Last, we would all be better off as investors if we let a top-notch portfolio manager buy our stocks but we allowed a robot to direct our sell trades. Although we have computer algorithms to suggest trades, there is no mechanism to combine human-directed buy orders with computer-generated sell orders exactly as defined in the research paper. Yet...




FINAL $0.02


I get pitched all kinds of investment strategies multiple times a week. They all sound great.


We manage $35 billion for institutional clients and have a track record of capturing market returns on the way up while limiting losses on the way down.


Or something like that...


So many times I've gotten sucked into investigating these marketing ploys. They sound great, and don't I have the duty to my clients to get them the best return possible?

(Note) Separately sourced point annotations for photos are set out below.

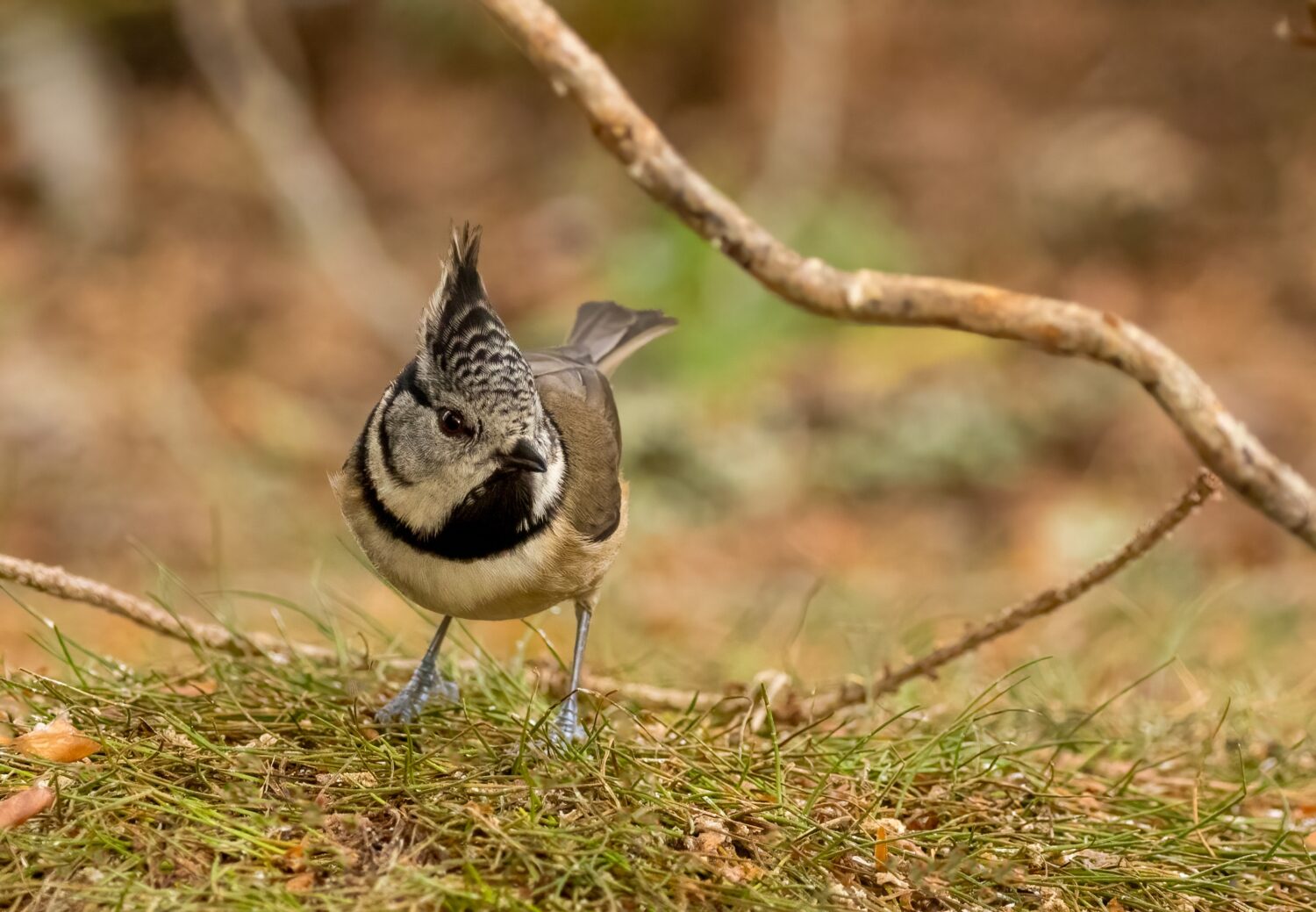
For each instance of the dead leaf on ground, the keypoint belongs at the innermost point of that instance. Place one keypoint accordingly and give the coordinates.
(192, 687)
(23, 806)
(57, 741)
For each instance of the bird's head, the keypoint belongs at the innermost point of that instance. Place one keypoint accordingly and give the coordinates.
(462, 437)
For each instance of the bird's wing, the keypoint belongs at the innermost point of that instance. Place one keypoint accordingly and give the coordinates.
(579, 399)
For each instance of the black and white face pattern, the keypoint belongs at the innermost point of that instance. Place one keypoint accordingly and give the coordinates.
(460, 459)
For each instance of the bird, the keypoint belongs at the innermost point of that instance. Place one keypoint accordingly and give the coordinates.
(486, 482)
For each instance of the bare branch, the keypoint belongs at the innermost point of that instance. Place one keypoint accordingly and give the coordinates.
(63, 585)
(1205, 487)
(868, 297)
(787, 706)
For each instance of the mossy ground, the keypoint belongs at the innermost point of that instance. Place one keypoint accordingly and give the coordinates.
(261, 785)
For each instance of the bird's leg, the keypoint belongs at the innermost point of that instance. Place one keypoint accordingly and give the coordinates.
(424, 685)
(569, 720)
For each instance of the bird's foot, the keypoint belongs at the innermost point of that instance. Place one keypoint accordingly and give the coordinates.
(568, 728)
(415, 696)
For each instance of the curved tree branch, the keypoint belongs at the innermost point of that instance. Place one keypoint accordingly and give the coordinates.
(868, 297)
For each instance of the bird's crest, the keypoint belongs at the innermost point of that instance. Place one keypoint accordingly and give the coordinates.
(466, 342)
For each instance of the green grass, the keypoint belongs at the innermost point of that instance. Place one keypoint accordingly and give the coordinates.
(274, 790)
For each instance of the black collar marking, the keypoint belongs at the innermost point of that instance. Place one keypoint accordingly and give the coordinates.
(481, 527)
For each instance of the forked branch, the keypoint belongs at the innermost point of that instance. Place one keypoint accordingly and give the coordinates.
(868, 297)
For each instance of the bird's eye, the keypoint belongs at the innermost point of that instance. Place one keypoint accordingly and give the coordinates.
(453, 424)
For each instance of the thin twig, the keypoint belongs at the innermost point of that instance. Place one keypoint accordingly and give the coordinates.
(869, 297)
(63, 585)
(1205, 487)
(786, 706)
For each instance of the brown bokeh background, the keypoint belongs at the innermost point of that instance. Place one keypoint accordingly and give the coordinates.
(179, 371)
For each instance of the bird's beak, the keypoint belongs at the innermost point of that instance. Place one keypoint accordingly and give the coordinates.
(523, 456)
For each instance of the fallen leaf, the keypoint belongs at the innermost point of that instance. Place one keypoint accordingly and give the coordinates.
(23, 806)
(294, 861)
(57, 741)
(1095, 861)
(363, 779)
(192, 688)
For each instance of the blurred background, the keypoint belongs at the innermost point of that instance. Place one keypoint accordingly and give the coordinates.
(218, 224)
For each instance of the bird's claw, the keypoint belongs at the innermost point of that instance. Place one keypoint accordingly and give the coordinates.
(413, 698)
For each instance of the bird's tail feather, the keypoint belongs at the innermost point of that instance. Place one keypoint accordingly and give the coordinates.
(610, 334)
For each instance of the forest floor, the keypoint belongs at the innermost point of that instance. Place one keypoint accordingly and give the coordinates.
(258, 785)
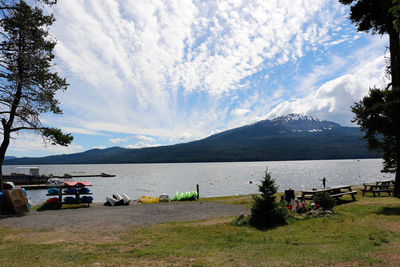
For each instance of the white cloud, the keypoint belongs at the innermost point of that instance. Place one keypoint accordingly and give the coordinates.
(240, 111)
(167, 68)
(29, 142)
(144, 138)
(333, 99)
(142, 145)
(118, 140)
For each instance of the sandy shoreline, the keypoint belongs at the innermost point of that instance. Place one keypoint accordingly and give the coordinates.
(102, 218)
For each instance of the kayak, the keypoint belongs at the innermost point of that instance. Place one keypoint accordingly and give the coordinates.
(146, 199)
(184, 196)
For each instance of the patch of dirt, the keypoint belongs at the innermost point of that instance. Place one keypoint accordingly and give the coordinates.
(100, 219)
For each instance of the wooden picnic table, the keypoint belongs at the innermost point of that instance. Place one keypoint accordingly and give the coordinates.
(335, 192)
(379, 187)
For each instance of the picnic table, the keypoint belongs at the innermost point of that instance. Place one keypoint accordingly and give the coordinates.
(379, 187)
(335, 192)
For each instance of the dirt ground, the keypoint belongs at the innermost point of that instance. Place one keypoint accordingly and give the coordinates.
(98, 217)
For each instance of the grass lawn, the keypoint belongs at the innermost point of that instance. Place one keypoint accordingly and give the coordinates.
(361, 233)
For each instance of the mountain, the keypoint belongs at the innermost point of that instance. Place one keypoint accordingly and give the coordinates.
(290, 137)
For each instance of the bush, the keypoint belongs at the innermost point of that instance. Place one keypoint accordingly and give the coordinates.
(324, 199)
(265, 211)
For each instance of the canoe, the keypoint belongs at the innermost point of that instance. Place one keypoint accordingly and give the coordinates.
(146, 199)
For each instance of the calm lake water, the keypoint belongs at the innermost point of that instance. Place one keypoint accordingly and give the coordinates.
(214, 179)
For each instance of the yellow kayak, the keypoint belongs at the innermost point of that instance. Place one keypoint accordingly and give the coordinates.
(146, 199)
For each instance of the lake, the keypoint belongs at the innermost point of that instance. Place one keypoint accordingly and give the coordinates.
(214, 179)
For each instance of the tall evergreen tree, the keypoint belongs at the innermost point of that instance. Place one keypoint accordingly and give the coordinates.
(265, 211)
(378, 113)
(27, 82)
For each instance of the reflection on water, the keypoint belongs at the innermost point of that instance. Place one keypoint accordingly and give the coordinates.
(215, 179)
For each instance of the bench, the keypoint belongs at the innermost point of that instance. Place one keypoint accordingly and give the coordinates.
(335, 192)
(377, 188)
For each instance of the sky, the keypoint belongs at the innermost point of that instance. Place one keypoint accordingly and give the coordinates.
(150, 73)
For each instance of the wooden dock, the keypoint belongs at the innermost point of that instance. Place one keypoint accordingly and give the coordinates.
(85, 175)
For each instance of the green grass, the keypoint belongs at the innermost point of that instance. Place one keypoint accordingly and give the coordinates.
(365, 232)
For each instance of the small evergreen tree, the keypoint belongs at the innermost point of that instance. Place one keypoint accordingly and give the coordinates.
(265, 211)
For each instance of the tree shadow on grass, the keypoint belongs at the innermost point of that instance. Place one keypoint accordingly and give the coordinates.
(344, 201)
(389, 211)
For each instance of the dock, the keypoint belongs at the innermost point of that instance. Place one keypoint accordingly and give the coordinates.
(85, 175)
(40, 186)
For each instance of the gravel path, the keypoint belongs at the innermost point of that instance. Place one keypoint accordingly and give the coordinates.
(99, 217)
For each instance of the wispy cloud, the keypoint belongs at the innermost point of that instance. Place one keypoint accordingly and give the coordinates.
(178, 70)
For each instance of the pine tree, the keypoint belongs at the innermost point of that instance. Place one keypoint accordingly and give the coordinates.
(265, 211)
(27, 82)
(378, 113)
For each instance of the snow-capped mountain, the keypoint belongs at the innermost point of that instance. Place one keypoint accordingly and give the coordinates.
(301, 123)
(290, 137)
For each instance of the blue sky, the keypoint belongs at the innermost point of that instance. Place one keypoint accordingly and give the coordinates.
(150, 73)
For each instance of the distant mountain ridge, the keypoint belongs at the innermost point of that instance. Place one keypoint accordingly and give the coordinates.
(290, 137)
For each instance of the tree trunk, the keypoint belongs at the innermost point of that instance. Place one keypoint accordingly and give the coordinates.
(3, 149)
(395, 59)
(396, 191)
(395, 74)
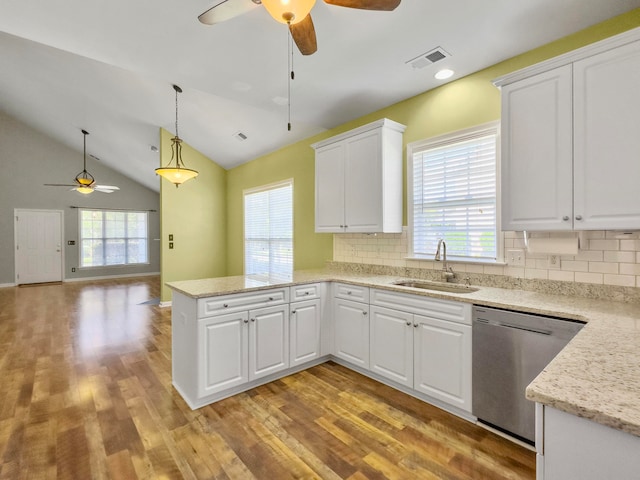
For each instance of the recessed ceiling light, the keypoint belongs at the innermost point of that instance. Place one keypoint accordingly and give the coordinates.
(444, 74)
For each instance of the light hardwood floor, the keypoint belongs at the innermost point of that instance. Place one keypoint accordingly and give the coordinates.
(86, 393)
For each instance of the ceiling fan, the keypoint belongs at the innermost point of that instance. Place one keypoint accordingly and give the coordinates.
(84, 181)
(295, 13)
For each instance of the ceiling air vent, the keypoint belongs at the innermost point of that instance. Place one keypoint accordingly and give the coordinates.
(428, 58)
(240, 136)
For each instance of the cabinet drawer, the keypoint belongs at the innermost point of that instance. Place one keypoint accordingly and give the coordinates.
(351, 292)
(305, 292)
(457, 312)
(242, 301)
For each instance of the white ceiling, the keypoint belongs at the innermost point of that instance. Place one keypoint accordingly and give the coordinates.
(108, 67)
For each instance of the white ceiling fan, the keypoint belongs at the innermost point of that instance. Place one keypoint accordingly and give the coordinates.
(295, 13)
(84, 181)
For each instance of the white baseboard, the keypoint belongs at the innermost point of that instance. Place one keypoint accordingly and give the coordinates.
(109, 277)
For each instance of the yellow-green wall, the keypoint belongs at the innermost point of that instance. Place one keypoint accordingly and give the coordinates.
(196, 215)
(206, 214)
(466, 102)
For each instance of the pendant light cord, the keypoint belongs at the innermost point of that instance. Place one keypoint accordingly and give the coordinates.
(290, 76)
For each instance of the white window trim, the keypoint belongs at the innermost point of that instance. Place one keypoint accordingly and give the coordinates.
(119, 265)
(262, 188)
(442, 139)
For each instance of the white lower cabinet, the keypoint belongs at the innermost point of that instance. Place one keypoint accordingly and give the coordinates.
(304, 327)
(239, 347)
(391, 344)
(351, 324)
(442, 360)
(574, 448)
(223, 352)
(268, 341)
(423, 343)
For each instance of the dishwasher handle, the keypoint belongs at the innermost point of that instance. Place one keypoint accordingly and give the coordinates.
(511, 325)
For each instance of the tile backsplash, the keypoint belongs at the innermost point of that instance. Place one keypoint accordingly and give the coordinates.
(604, 257)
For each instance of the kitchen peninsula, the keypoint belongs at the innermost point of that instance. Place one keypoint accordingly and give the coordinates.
(596, 377)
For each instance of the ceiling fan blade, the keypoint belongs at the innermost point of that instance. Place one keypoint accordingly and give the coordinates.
(383, 5)
(226, 10)
(304, 34)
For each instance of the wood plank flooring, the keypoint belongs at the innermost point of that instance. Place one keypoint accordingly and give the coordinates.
(85, 393)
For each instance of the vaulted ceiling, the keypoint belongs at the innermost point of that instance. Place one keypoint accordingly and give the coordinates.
(108, 67)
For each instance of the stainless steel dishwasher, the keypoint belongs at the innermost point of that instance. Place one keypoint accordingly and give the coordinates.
(509, 350)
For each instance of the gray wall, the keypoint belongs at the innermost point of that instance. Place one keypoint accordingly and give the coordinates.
(28, 159)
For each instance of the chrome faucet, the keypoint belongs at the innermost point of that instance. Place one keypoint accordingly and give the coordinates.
(447, 272)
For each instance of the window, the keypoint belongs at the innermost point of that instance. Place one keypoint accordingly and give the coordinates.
(113, 238)
(268, 230)
(452, 195)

What I've found is that there is no perfect investment. There is always some combination of insanely high fees, illiquidity, inconsistent track records, etc. The financial industry is really good at telling you how good they are without actually being that good.


No one beats the market over long periods of time because no one can accurately predict ups and downs with consistency. If they could, does it make sense they'd share this with the world?


The best advice I've found most effective in generating wealth over time is to accept the market return. The most efficient mechanism to capture the market return is index funds.


The mutual funds and exchange-traded funds (ETFs) we implement for clients are designed to mirror the benchmark indices (where the name index fund comes from). Over the years, I've witnessed this low-cost, tax-efficient phenomenon play out.


The best part of combining index funds with a rebalancing strategy is that our portfolios have behaved as expected.


It is a difficult thing to bring certainty to a financial plan. Instead of trying to outguess millions of other investors, recklessly swinging for the fences, or hiring some elite portfolio manager, I'm going to stick with what's worked.